The spring grannom caddis hatch on the McKenzie is an odd one. When the hatch is light, it can make for some good dry fly fishing. On sunny days when the bugs come off in profusion, however, they make for some very difficult fishing conditions. Why you ask? Because there are literally billions of them on the water at a time. Yesterday between noon and two o’clock, there were mats of these bugs on the water, with multitudes more hovering over the surface, appearing from a distance like fog. Basically, it is a drought of abundance, there is so much food available to the fish that there is no compelling reason for them to pick your fly out of the horde.
Often during this hatch, I do better fishing attractors like a small Royal Wulff or Royal Trude than I do using an imitation of the caddis itself.
Weather always influences the relative abundance of different hatches. The cloudy days this week have brought good mid-day March Brown hatches and very good trout fishing. The sunny days, however, have provoked fish and angler-choking swarms of the small caddises. Fortunately, this caddis hatch is usually fairly short-lived, and hopefully the brunt of it is over. I anticipate that we have got maybe another week to ten days of the March Brown hatch to look forward to, after which smaller and paler mayflies will take center stage.

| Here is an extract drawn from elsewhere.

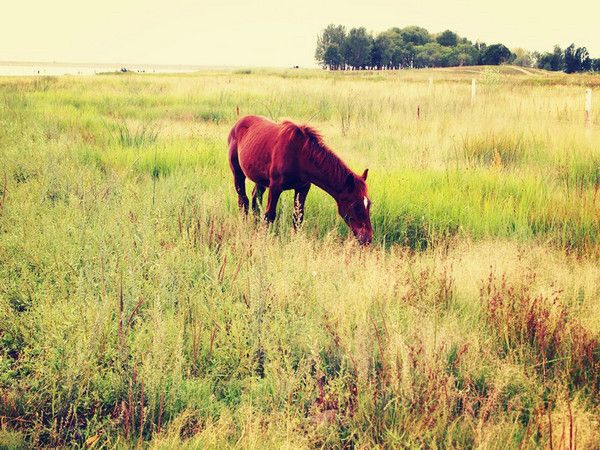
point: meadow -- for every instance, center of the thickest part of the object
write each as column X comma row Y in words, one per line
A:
column 139, row 308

Yesterday was 65 degrees and sunny and the caddis came off by the billions. I was guiding a couple of guys from the Salem area. After an unimpressive start, I decided that we would be best served by nymphing through the caddis swarm, an approach which yielded a good number of big wild rainbows.
So people drive all the way to Montana for the Mother’s Day Caddis hatch, but it’s been going on here in Oregon this whole time? Hilarious! I spent a week on the Yellowstone and tribs a few years back, lured there by the hatch. That trip convinced me that Montana is highly overrated. The McKenzie, however, seems to be underrated.